Und so sieht das Ergebnis aus:




Wie man sieht, ist das Rockteil erheblich kürzer als es das Schnittmuster vorsieht. Ich habe es vor dem Zuschneiden geändert, und zwar zunächst unten ein gutes Stück abgeschnitten und dann an zwei weiteren Stellen durch Falten gekürzt. Es war nur ein Versuch, aber ich finde es ist ganz gut gelungen. Bei der Anprobe musste ich an den Seiten nur noch sehr wenig wegnehmen. Die Tulpenform kommt sehr schön heraus, ist aber nicht zu extrem.


Beim Oberteil habe ich nur ganz wenig wegnehmen müssen. Also ein Schnitt, der auch für eine kleinere Oberweite ganz gut geeignet ist. Etwas habe ich noch das Gefühl, dass mir die Träger runterrutschen könnten, aber ich lasse es erst einmal so und werde sehen, wie es sich im Sommer trägt.


Also von mir aus muss jetzt auch kein Schnee mehr kommen!

07.01.2014

MMM Spezial - Mein Lieblingsstück 2013 und Rückblick

Ich hänge ein wenig hinterher. Zwei Wochen ohne Computer und nun schon wieder im Arbeitsleben. Aber ein Rückblick auf das Lieblingsstück 2013 darf nicht fehlen! Da muss ich nämlich nicht lange überlegen. Am häufigsten getragen habe ich definitiv meine Nina Jacke


Als Frostbeule kann ich fast gar nicht ohne Jacke, der Nina Cardigan ist deshalb ein ständiger Begleiter für mich geworden. Ich habe ihn in blau, in schwarz und in braun. Er passt zu Kleidern, Röcken und Hosen. Wer mehr Lieblingsstücke sehen will, schaut auf den MMM-Blog, dort sind alle Nähnerds versammelt.

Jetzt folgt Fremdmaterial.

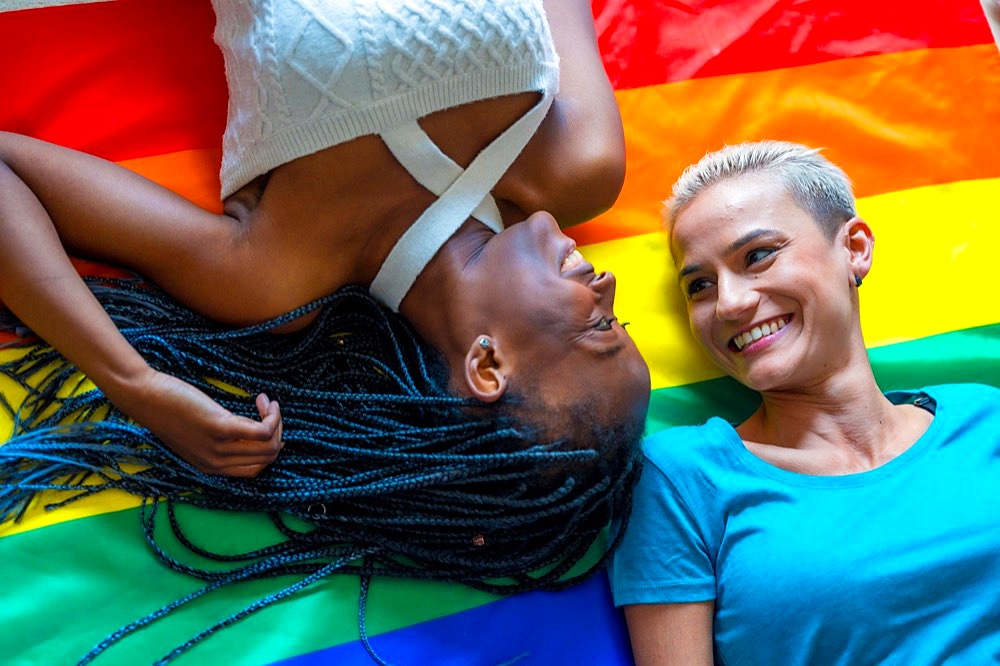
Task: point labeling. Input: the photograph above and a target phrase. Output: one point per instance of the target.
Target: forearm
(39, 284)
(576, 161)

Neben dem Nina Cardigan habe ich im letzten Jahr viele schöne Sachen genäht. Aber nicht alle werden oft getragen. Das liegt daran, dass mir dreiviertel des Jahres kalt ist, da brauche ich warme Sachen und dass fängt bei den Stoffen an. Kleidungsstücke aus Jersey, Strick- und Wollstoffen trage ich denmach lieber. Lieblingsteile sind:


mein Rock aus dem KSA
Onion 3033
roter Origamirock
Cozy Pinnie

Aber auch aus der Rubrik Sommer habe ich ein Lieblingskleid, das Zitronenfalterkleid:



Mein Rückblick bringt mir aber wieder mal die Erkenntnis, dass mir bestimmte Kleiderungsstücke fehlen, nämlich Übergangssachen. Im April mag ich meine Stiefel nicht mehr sehen, dann stellt sich für mich jedes Mal wieder die Frage, wie trage ich Kleider und Röcke ohne zu frieren? Nicht alle Kleiderschnitte sind Leggingstauglich und dann ist da ja auch noch die Schuhfrage. Das ist also die Zeit, in der ich mehr Hosen anziehe. Lieblingsteile sind dann:

Burda Wasserfalltunika
Rosenpunjab
Und 2014? Ich habe noch einige Schnitte, die ich noch nicht genäht habe und einige halbfertige Kleidungsstücke. Die arbeite ich zunächst einmal ab, es sei denn, es kommt anders. Wie auch immer: Nähen ist toll! 




04.01.2014

Weihnachtskleid 2013

Zurück aus dem Winterurlaub an einen funktionierenden Laptop kann ich endlich meine Weihnachtskleider präsentieren:

Nr. 1, das Spitzenkleid:



 
Zur Erinnerung, der Schnitt ist ein Modell aus der Burda 9/2012:




Idee war, eine Tunika zu nähen, die ich über eine schmale Hose anziehen kann. Bei der Anprobe habe ich dann aber doch gedacht, dass ein Kleid ganz nett wäre. Weil es dafür aber zu kurz gewesen wäre, habe ich unten und an den Ärmeln jeweils eine schwarze Blende angesetzt. Einen wirklich schönen passenden Stoff konnte ich nicht finde, ich wollte das Kleid aber unbedingt abends zur Firmenweihnachtsfeier anziehen. Letztendlich habe ich dann einen schwarzen Futterstoff für die Blende genommen, auch wenn es auf dem Foto nicht so aussieht, passt er sich ganz gut ein. Insgesamt bin ich mit dem Kleid zufrieden, wie oft ich es anziehen werde, weiß ich allerdings noch nicht so ganz genau, es sieht schon ziemlich schick aus.

Nr. 2, das Punktekleid
 



nach diesem Schnitt:


Ich habe mich in dem Kleid sehr wohl gefüht, es ist warm, gemütlich und hat genügend Platz für Raclette, Wein und mehr. Das Kleid ist nicht perfekt, ich hätte doch ein Probekleid machen sollen. Der Ausschitt ist zu tief und wenn ich mich seitlich drehe, sieht man, dass die Taillenlinie nicht gerade ist Vorne und hinten ist sie tiefer als an den Seiten. Aber das fällt nur mir auf  und ich gucke einfach nicht hin. Punkt.

So, jetzt gehe ich die nächste Maschine Wäsche ansschmeißen (Irgenwann muss der Berg ja kleiner werden) und dann klicke ich mich durch Eure Weihnachtskleider, die ich leider verpasst habe!